I didn’t realize that living in Argentina would be such a distinctive schedule change. In the U.S., I grab eat dinner at 6pm and go to sleep at midnight at the latest. Here in Mendoza, I am nocturnal. I eat dinner with my host sisters at 10:30pm on a typical Friday night. Maggie is the chef, I set the table, and Josephina does the dishes.
“Emiiii! Ya comemos!” I scamper to the table from my room in the patio, stomach rumbling, nearly tripping over our mischievous jet-black puppy, Cuco. We are supposedly Cuco’s ‘foster family’ but I have a feeling that he isn’t going anywhere. My host sisters are enamored by him even though he is a cachorro or ‘street dog.’ As I set the table, I catch a whiff of what Maggie creaks out of the oven… some type of veggie ‘torta’: undistinguishable but always delicious.
“Coca?” Maggie offers. “No gracias.” The dinner staple, Coca-Cola, is an obsession here in Argentina. It is not only consider it the ‘cool’ pop to drink but is also marketed as the drink that every ‘family enjoys together’ appealing to Argentina’s strong familial culture. My sisters drink it at nearly every meal.

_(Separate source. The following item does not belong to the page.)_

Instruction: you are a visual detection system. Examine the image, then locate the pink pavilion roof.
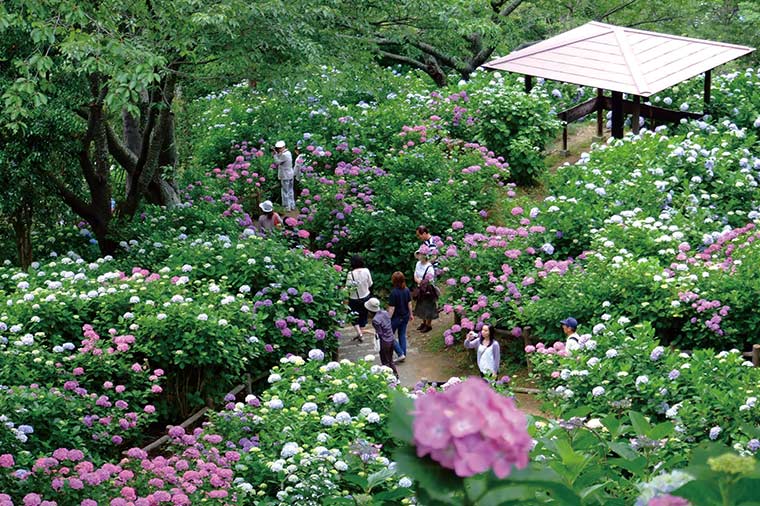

I’ve been living here in Mendoza for approximately three months. I’m not fluent, but I’m accustomed to living and breathing Spanish 24/7. I love the simultaneous warmth and frankness of the culture. It’s common to greet people by “un beso” or kiss on the cheek in any circumstance – even between sweaty regulars at the gym. The plazas are chock full of public displays of affection. When you’re invited for a cafecito at the café-resto-bar, expect to sit and talk for hours. Argentines are frank. Both blatant staring while walking down the street as well as piropos (catcalls) are not seen as rude. My host sisters had no qualms about talking about sex, politics, or other taboo topics. Many of these social differences lie directly in the language itself. At the end of writing a message or text, regardless of who you are writing to, Argentines say “besos!” instead of “bye!” Literally “kisses!” It was a little shocking when my boss at the wine magazine said “Besos!” at the end of her work emails. I think it demonstrates the warmth of the culture.
“By the way, I think I’m going to go backpacking at Parque Aconcagua this weekend…” I say in castellano. This was definitely a last minute decision. When my friends invited me to join them in backpacking around the highest peak in the Western Hemisphere, who was I to say no? I’d grown used to making spur-of-the-moment plans in Argentina: they always turned out to be the best.
After a break-of-dawn four hour bus ride slicing through the increasingly vast mountains, we were dropped off at a minuscule ski town consisting of a dozen buildings in a valley called Puente del Inca with our mammoth packs stuffed to the brim with supplies for the next few days. Carrying everything you need to survive on your back gives you the biggest impression of self-sufficiency. (Well, until you start running out of water) We had plans to hike around Parque Provincial Aconcagua, camp at Confluencia (3.300m), and day hike from there to the Plaza Francia Base Camp (4.254m). We ended up setting out on a path completely different from the one Emily had planned because technically “hiking” season is over in that part of the Andes.
Nonetheless, it couldn’t have been more beautiful. Throughout the weekend we cooked on my friend Emily’s handy little individual REI stove. Life when backpacking is so prosaically simple – all signs of civilization are stripped away. It’s just you, your companions, your basic needs, and the beauty of nature.
It was great to get to know my companions – we soon found that we are kindred adventurers. We laughed and sang all the way through the mountain passes, which reminded us so of New Zealand’s Middle Earth that we felt like we were on a journey to Mordor. We called ourselves the “Fellowship of the Mountain Goats” and referenced Lord of the Rings more than is socially acceptable.
During our backpacking trip, I also fantasized about traveling in general. Mendoza is a comfortable city. Increasingly I feel like I could absolutely take a year teach English in South Korea. I would have never considered doing anything like that before. I am learning that nothing is impossible and no travel is too far or too long when you work hard enough and when you have a flexible attitude. If my semester in Argentina teaches me anything, it’s that there are so many intriguing places and cultures out there that are just waiting to be explored. The other great thing about traveling, though, is realizing that we’re not so different after all.
Emily Seitz is a student at University of St. Thomas of Minnesota and studied abroad with IFSA-Butler on the Mendoza Universities Program in 2013.